A game involves a character that begins at a starting position, and wants to reach an end goal $x$ steps away. It takes the character 1 minute to move 1 step towards the goal. If the character is at the starting point, the character will always go 1 step (and take 1 minute). However, at any point beyond that first step, there is a 50% chance that he will take another step (a success, taking 1 more minute) and a 50% chance that he will warp back (a failure) to the starting point (taking no time at all). What is the person's expected time to reach the end point?

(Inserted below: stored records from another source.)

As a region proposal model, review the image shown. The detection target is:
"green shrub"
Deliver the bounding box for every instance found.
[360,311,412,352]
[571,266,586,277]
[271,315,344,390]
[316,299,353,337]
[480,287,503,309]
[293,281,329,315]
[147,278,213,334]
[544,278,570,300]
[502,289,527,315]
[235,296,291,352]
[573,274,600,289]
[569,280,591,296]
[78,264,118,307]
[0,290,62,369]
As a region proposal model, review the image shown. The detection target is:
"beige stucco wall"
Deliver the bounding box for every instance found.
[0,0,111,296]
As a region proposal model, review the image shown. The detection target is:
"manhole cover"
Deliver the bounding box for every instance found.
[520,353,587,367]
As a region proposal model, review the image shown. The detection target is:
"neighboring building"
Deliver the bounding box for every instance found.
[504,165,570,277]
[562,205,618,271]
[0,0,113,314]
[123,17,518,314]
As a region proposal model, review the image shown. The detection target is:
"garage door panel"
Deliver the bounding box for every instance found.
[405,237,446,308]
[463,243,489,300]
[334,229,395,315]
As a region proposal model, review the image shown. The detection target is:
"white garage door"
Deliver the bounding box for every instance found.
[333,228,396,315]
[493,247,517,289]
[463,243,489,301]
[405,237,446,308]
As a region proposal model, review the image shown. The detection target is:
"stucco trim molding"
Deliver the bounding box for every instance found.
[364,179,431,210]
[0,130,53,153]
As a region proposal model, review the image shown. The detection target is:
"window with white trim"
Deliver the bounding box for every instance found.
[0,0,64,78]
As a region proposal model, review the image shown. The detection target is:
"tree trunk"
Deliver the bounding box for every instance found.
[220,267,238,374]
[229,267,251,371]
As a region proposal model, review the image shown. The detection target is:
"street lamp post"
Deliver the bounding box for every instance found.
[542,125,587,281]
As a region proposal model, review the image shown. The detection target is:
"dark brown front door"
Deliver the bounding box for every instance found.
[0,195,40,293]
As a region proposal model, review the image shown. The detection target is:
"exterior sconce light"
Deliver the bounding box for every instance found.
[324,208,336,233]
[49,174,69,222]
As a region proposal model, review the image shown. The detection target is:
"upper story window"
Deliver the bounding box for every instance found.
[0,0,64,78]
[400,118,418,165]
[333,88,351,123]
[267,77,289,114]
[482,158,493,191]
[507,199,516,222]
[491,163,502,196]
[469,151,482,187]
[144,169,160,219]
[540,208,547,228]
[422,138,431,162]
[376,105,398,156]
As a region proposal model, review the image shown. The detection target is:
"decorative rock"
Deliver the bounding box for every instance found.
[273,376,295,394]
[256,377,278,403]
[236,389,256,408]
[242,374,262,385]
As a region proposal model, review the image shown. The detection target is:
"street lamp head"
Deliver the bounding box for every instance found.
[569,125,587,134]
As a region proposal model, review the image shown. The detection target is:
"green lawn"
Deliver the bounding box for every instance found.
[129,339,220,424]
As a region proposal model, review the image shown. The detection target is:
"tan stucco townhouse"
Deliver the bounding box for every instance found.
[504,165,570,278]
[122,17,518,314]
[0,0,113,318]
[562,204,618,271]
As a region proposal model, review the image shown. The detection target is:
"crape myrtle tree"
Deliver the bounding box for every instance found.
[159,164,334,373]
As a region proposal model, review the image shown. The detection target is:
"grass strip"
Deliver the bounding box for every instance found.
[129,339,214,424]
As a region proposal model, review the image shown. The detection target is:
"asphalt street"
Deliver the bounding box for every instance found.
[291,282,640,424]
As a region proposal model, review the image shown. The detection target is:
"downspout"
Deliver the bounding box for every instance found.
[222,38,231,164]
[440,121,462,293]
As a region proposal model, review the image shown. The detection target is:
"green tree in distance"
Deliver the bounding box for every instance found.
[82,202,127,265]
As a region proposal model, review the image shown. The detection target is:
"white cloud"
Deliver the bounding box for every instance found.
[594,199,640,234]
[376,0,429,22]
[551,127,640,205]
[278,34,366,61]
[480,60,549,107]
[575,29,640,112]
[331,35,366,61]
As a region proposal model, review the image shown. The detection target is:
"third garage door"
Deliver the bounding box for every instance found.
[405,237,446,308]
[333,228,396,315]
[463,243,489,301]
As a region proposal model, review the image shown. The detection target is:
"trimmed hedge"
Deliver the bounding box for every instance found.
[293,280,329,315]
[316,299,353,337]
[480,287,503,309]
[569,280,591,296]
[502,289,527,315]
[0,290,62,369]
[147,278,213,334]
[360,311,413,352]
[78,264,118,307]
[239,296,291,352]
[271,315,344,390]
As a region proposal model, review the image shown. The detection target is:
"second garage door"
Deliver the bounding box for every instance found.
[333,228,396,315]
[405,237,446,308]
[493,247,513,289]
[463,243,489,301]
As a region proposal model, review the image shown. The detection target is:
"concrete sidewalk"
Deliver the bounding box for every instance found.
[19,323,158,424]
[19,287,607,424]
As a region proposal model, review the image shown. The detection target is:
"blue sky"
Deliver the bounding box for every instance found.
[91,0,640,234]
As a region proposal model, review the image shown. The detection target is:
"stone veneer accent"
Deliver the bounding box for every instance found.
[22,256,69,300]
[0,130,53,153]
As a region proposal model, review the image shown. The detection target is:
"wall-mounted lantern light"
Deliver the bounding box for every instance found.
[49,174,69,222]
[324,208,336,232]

Now, I know the answer is $2^x - 1$ minutes. That is, if the character begins 1 step away from the finish, he will always take just 1 minute, if the character begins 2 steps away, the expected time is 3 minutes, and so on.
I am interested in its derivation. The idea is that you have an infinite series, with each individual entry containing the probability of having exactly $1, 2, 3, 4, \dotsc$ failures so on. For instance lets say that $x = 3$ steps away. The probability of 0 warps (failures) is $0.5^2$, and the probability of 1 failure is $.5^3$ (as the first step at the beginning is always successful).

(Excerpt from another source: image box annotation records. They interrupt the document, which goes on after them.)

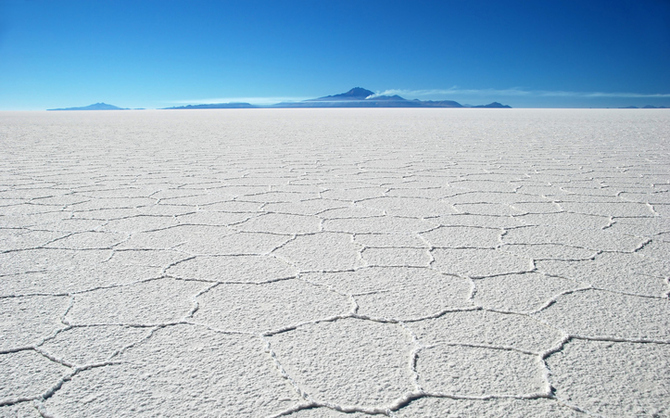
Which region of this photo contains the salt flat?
[0,109,670,418]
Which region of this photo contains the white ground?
[0,109,670,418]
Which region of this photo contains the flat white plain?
[0,109,670,418]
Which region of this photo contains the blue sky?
[0,0,670,110]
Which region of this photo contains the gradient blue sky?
[0,0,670,110]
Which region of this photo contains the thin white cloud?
[375,87,670,99]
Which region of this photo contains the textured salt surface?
[0,109,670,418]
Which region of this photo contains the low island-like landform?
[167,87,511,109]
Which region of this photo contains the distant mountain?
[472,102,512,109]
[272,87,484,108]
[305,87,375,102]
[47,103,128,110]
[160,87,510,109]
[164,103,258,109]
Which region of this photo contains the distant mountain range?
[166,87,510,109]
[47,87,668,110]
[47,103,128,110]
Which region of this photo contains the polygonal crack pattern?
[0,109,670,418]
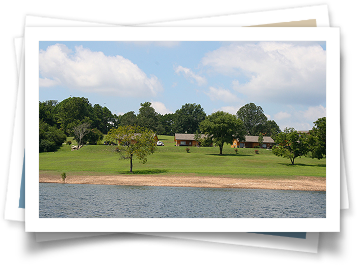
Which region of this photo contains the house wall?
[231,139,273,149]
[176,140,198,146]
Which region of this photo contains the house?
[231,135,275,149]
[116,133,159,145]
[174,133,211,146]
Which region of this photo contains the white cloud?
[121,41,180,48]
[302,105,326,121]
[174,65,207,86]
[151,101,173,115]
[39,44,163,97]
[274,111,291,121]
[204,86,239,102]
[201,42,326,105]
[213,105,243,115]
[274,105,326,130]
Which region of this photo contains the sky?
[39,41,326,130]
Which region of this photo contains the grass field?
[39,135,326,178]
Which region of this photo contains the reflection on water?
[39,183,326,218]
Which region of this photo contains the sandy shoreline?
[40,173,326,191]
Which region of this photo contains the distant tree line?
[39,97,280,152]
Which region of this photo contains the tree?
[39,100,58,126]
[136,102,159,132]
[308,117,326,159]
[120,111,137,126]
[73,122,90,148]
[272,128,309,165]
[237,103,267,135]
[107,125,156,173]
[39,119,67,152]
[55,97,93,135]
[200,111,245,155]
[174,103,206,133]
[258,133,264,147]
[158,113,176,135]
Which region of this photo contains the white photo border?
[25,27,341,232]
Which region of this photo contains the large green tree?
[174,103,206,133]
[39,100,58,126]
[136,102,159,132]
[159,113,176,135]
[308,117,326,159]
[200,111,246,155]
[107,125,156,173]
[237,103,267,135]
[120,111,138,126]
[272,128,309,165]
[39,119,67,152]
[56,97,93,135]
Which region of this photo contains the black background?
[0,1,357,258]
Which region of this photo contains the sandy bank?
[40,173,326,191]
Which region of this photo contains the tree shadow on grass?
[118,169,169,175]
[278,162,326,167]
[206,154,253,157]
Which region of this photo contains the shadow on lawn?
[206,154,253,157]
[278,163,326,167]
[118,169,169,175]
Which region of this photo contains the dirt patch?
[40,172,326,191]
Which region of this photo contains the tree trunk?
[130,154,133,173]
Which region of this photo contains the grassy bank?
[39,135,326,178]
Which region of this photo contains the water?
[39,183,326,218]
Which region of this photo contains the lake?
[39,183,326,218]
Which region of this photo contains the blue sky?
[39,41,326,130]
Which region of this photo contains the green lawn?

The generalized expected value looks like this infinite series $$x(1/2)^{x - 1} + (x+1)\binom{n}{r}(1/2)^x + (x+2)*\binom{p}{q}(1/2)^{x+1} + \dotsb$$ where $x$ is the number of minutes it takes to reach the end point, and it is multiplied by the probability of taking that many minutes. (I don't know what $n, r, p, q$ are, though they are related to $x$.)
That series supposedly sums to $(^x-1$, but how do you get there? How do you demonstrate that $x(1/2)^{x - 1} + (x+1)\binom{n}{r}(1/2)^x + (x+2)*\binom{p}{q}(1/2)^{x+1} + \dotsb = 2^x - 1$?